“It’s not just that the entire psalter is a collection of written prayers, authored by God’s people and authorized by the very Spirit of God, which Christians have sung and prayed and read for centuries.” — W. David O. Taylor

I grew up in a tradition that prized spontaneous prayers. In our “Bible church” congregation located on the north side of Guatemala City, where our missionary family lived during my childhood years, the preacher would pray such a prayer before giving the
sermon and the worship leader would often end the time of musical praise with an extemporaneous petition for God’s blessing.

Such prayers were felt to be genuine, authentic, and above all, real.

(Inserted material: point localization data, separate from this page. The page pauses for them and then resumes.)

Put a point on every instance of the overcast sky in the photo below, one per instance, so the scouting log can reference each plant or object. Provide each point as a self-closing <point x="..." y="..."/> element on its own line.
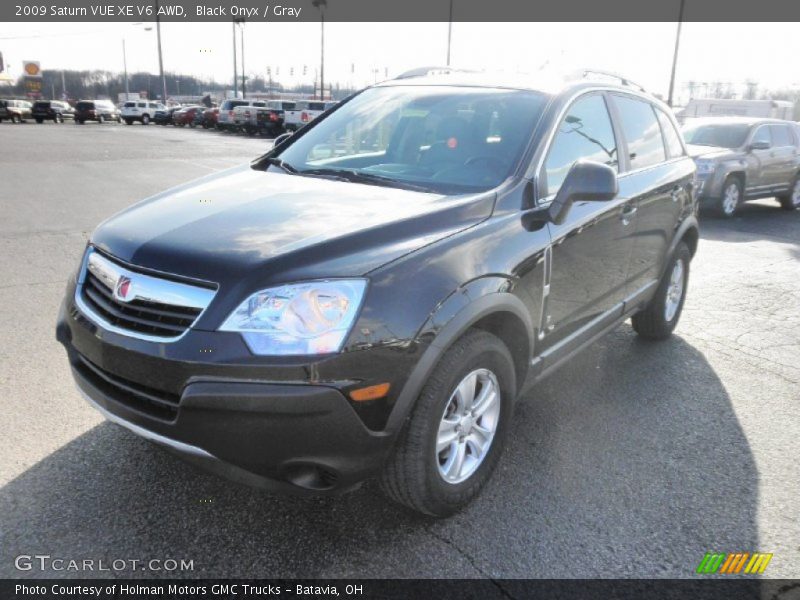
<point x="727" y="52"/>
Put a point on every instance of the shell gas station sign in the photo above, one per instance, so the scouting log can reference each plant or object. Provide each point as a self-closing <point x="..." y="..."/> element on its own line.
<point x="33" y="78"/>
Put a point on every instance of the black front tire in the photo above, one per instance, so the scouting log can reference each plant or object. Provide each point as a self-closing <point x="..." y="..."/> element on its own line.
<point x="411" y="474"/>
<point x="731" y="198"/>
<point x="654" y="322"/>
<point x="791" y="200"/>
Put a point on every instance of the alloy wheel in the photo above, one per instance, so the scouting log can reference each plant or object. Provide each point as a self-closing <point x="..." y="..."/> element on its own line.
<point x="468" y="425"/>
<point x="674" y="290"/>
<point x="731" y="199"/>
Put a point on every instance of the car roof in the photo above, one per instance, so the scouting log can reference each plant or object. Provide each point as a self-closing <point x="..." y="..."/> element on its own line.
<point x="545" y="82"/>
<point x="735" y="121"/>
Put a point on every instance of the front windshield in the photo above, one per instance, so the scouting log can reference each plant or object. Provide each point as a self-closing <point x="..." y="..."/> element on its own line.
<point x="448" y="140"/>
<point x="729" y="135"/>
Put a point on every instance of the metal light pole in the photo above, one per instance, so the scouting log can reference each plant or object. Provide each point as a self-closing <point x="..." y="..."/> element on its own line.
<point x="321" y="5"/>
<point x="675" y="56"/>
<point x="125" y="66"/>
<point x="161" y="59"/>
<point x="241" y="34"/>
<point x="235" y="75"/>
<point x="449" y="32"/>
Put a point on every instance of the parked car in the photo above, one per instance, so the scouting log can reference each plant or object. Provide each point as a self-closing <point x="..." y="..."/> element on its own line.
<point x="741" y="159"/>
<point x="380" y="311"/>
<point x="52" y="110"/>
<point x="185" y="116"/>
<point x="304" y="112"/>
<point x="165" y="116"/>
<point x="16" y="111"/>
<point x="209" y="118"/>
<point x="96" y="110"/>
<point x="225" y="116"/>
<point x="261" y="117"/>
<point x="141" y="110"/>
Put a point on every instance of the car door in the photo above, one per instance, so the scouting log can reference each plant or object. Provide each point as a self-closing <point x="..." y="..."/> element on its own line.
<point x="591" y="250"/>
<point x="658" y="179"/>
<point x="760" y="162"/>
<point x="785" y="156"/>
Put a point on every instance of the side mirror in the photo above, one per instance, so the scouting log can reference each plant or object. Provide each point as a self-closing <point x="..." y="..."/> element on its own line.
<point x="586" y="181"/>
<point x="281" y="138"/>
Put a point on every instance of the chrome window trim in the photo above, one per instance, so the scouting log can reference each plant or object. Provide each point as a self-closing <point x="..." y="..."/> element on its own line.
<point x="152" y="289"/>
<point x="541" y="202"/>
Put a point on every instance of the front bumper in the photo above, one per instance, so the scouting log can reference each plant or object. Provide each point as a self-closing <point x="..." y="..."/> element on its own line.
<point x="286" y="426"/>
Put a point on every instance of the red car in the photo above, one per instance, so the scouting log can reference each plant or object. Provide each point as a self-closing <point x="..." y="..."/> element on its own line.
<point x="185" y="116"/>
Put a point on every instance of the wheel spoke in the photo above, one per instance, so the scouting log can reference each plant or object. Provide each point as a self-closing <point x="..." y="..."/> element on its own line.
<point x="466" y="392"/>
<point x="446" y="436"/>
<point x="455" y="461"/>
<point x="486" y="399"/>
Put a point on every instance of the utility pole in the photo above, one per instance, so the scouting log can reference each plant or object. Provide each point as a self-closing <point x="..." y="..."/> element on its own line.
<point x="321" y="5"/>
<point x="235" y="76"/>
<point x="675" y="56"/>
<point x="449" y="32"/>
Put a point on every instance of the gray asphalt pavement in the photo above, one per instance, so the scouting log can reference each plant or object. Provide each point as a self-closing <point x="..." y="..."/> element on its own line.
<point x="632" y="461"/>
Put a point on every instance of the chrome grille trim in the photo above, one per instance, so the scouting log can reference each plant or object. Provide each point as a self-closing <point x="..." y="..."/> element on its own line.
<point x="151" y="308"/>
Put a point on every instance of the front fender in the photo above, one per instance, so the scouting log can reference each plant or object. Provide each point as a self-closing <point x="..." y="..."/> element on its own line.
<point x="451" y="319"/>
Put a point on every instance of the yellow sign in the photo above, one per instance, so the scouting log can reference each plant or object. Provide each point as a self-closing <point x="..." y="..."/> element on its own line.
<point x="31" y="68"/>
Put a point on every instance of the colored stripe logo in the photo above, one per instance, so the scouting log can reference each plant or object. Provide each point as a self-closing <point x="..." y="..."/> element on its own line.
<point x="734" y="563"/>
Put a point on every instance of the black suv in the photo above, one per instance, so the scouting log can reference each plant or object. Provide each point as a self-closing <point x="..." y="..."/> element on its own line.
<point x="52" y="110"/>
<point x="374" y="294"/>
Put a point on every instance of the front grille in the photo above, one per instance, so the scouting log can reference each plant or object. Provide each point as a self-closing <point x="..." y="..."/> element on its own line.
<point x="143" y="316"/>
<point x="152" y="402"/>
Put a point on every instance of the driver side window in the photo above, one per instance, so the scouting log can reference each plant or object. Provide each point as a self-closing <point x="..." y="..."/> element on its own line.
<point x="584" y="133"/>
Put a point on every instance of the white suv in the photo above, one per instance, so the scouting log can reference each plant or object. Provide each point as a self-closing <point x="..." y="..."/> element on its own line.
<point x="140" y="110"/>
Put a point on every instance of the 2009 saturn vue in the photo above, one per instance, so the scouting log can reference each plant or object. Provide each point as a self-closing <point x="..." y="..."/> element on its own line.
<point x="373" y="295"/>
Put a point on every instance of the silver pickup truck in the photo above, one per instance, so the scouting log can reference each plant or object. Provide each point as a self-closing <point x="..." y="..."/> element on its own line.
<point x="741" y="159"/>
<point x="262" y="117"/>
<point x="305" y="112"/>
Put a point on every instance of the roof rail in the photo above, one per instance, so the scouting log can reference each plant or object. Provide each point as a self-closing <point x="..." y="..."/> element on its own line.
<point x="423" y="71"/>
<point x="583" y="73"/>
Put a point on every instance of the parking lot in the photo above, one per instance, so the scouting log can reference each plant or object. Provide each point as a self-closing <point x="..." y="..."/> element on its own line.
<point x="632" y="461"/>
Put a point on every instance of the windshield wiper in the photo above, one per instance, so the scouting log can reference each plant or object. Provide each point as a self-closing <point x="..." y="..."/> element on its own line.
<point x="369" y="178"/>
<point x="274" y="160"/>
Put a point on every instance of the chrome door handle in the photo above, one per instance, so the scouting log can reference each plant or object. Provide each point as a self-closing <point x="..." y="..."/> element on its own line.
<point x="627" y="213"/>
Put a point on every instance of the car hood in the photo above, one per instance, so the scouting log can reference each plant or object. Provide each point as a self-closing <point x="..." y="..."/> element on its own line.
<point x="269" y="227"/>
<point x="711" y="152"/>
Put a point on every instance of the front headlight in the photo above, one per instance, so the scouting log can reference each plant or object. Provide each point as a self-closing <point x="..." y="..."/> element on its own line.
<point x="312" y="317"/>
<point x="704" y="167"/>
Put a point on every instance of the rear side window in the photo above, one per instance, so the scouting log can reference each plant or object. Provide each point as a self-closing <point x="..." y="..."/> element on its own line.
<point x="762" y="135"/>
<point x="585" y="133"/>
<point x="671" y="135"/>
<point x="641" y="129"/>
<point x="781" y="136"/>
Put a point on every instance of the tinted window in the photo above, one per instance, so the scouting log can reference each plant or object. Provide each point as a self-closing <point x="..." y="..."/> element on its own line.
<point x="725" y="135"/>
<point x="762" y="135"/>
<point x="781" y="135"/>
<point x="437" y="138"/>
<point x="645" y="144"/>
<point x="585" y="133"/>
<point x="671" y="135"/>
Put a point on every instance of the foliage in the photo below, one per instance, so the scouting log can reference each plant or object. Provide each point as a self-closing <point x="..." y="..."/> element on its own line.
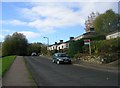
<point x="34" y="47"/>
<point x="44" y="50"/>
<point x="75" y="47"/>
<point x="107" y="22"/>
<point x="106" y="46"/>
<point x="6" y="62"/>
<point x="79" y="47"/>
<point x="14" y="45"/>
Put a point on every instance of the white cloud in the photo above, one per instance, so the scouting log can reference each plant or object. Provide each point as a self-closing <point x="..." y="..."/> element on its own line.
<point x="15" y="22"/>
<point x="46" y="17"/>
<point x="30" y="34"/>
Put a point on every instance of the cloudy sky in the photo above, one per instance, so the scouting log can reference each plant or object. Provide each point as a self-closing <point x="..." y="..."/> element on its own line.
<point x="56" y="20"/>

This stood in contrast to the sorts of prayers that my Catholic school friends prayed at mass every Sunday. Such prayers, recited often from memory, were of the written sort. As we Protestants perceived them, their book-bound prayers stood for the “letter” that “killeth,” to borrow the King James rendering of 2 Corinthians 3:6; they belonged to the category of “human” traditions that distorted the gospel, we thought, and they represented the kind of uninspired, insincere, and above all, rote prayer that quenched the Spirit.

It wasn’t until my 20s that I discovered how wrong we had gotten the Bible and how much we had lost in our relationship with God by rejecting the gift of crafted prayers.

It’s not just that the entire psalter is a collection of written prayers, authored by God’s people and authorized by the very Spirit of God, which Christians have sung and prayed and read for centuries. It’s also that Jesus himself assumed the goodness of prescribed prayers. He taught his disciples, in fact, how they ought to pray, and the early church adopted that prayer, conventionally known as “Our Father,” as a normative practice for worship.

As with the words of the psalmists, a written prayer enables us to say exactly what needs saying to God when our own words may escape us, and they help us to pray what needs saying continually to God when our words betray us to self-absorbed or even vainly repetitious tendencies. We ought to never tire, for example, of praying the penitential words of Psalm 51, or the exultant but compact language of Psalm 100. The same can be said of the Lord’s Prayer. Prayed with a sincere heart, it remains fresh every time. Prayed regularly over the course of time, it forms the heart and mind of Christ in us.

To pray a written prayer, whether by the Cappadocian bishop Basil the Great (ca. 330-379) or by the English poet Charles Wesley (1707-1788), is likewise to receive the “living faith of the dead,” as the church historian Jaroslav Pelikan once put it, as a gift rather than as an imposition. We do not, that is, discover the shape of our faith in opposition to those who have gone before us and who have bequeathed to us a record of their prayers; we discover it instead within and among the communion of the saints.

As far back as the Book of Psalms, then, God’s people have found immense benefit in reading written prayers and in writing out their own prayers. This isn’t to say, of course, that there’s no place for the spontaneous cries of the heart. I’ve been repeatedly blessed over the years to participate in communities who’ve prayed beautiful prayers “of the moment,” and I pray such prayers all day long. But I’ve also found great benefit in reading the prayers of the faithful who have modeled for me a life of steadfast devotion to God — prayers by the Spanish Carmelite nun Teresa of Ávila, or by the English archbishop Thomas Cranmer, or by the Scottish pastor John Baillie, among others.

So while, for some of us, it may feel at first uncomfortable or strange to pray such prayers, if given a chance, which can be integral rather than antithetical to biblical faith, a written prayer has the power to sustain us in our knowledge and love of God and to inspire our own life of prayer, which the 17th-century poet and pastor George Herbert once described as “the soul in paraphrase, heart in pilgrimage.”